President Xi Jinping of China has promised to invest a further $121.7 billion in the One Belt, One Road (OBOR) initiative – an international infrastructure scheme that was launched by China in 2014 to revive the ancient east-west trade networks, collectively known as the Silk Road.
The strategy was said to involve high-speed railways, bridges, roads, ports, industrial parks, oil pipelines and power grids that will be built across the region, from Mongolia and Laos to Uzbekistan and Malaysia.
While billions of dollars have already been invested, the additional $121.7 billion pledged in new loads, aids and funding will be used to boost the existing Silk Road Fund, help developing countries along the new trade routes, and encourage financial institutions to expand overseas financing, though Jinping did not say when the extra money would be spent.

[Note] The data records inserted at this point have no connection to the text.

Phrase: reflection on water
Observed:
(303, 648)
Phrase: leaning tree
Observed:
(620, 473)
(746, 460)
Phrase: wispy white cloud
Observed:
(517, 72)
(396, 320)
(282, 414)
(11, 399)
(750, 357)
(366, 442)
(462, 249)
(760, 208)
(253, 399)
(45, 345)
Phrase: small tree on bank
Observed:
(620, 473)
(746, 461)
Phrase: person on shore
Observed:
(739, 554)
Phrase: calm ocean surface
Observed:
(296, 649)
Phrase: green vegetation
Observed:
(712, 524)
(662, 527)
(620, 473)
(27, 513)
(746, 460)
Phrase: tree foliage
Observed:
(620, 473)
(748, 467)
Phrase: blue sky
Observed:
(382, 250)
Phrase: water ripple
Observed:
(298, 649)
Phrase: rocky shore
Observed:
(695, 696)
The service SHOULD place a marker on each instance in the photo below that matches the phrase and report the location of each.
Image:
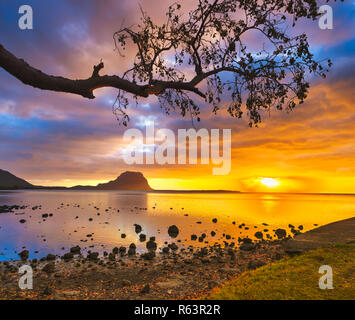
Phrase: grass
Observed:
(296, 278)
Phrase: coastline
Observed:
(168, 274)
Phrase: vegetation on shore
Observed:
(296, 278)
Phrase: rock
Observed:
(125, 283)
(146, 289)
(148, 255)
(49, 267)
(173, 247)
(50, 257)
(93, 256)
(247, 246)
(166, 250)
(132, 249)
(151, 245)
(254, 264)
(24, 255)
(173, 231)
(258, 235)
(75, 250)
(137, 228)
(47, 291)
(280, 233)
(245, 240)
(68, 256)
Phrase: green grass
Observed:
(296, 278)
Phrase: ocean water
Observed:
(95, 220)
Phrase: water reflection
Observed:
(105, 215)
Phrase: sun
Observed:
(269, 182)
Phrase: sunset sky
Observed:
(51, 138)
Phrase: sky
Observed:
(59, 139)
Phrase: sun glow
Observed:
(269, 182)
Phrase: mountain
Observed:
(9, 181)
(128, 180)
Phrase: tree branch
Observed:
(85, 87)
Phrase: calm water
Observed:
(155, 213)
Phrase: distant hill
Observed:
(128, 180)
(9, 181)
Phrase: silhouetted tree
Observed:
(204, 53)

The pledge for extra funding was recently announced at the Silk Road summit in Beijing, where Jinping addressed leaders from around the world – including heads of the United Nations, International Monetary Fund and World Bank – saying, “We should foster a new type of international relations featuring win-win cooperation.”
The majority of China’s closest neighbours have expressed enthusiasm for the infrastructure investment and economic development that OBOR promises to bring.
China’s commerce minister, Zhong Shan, said China planned to import $2 trillion worth of products from OBOR-participating countries over the next five years.
Notably, however, India boycotted the summit to demonstrate its opposition to the China-Pakistan Economic Corridor (CPEC), which is a flagship OBOR project connecting China and Pakistan with road, rail and pipeline links that cross the disputed territory of Kashmir.
Another country to express some unease was Germany. The country’s minister of economic affairs and energy, Brigitte Zypries, called for greater transparency in tenders, adherence to international standards, and the creation of a level playing field for all companies and countries involved, after expressing concerns that the tenders could all be snapped up by Chinese firms.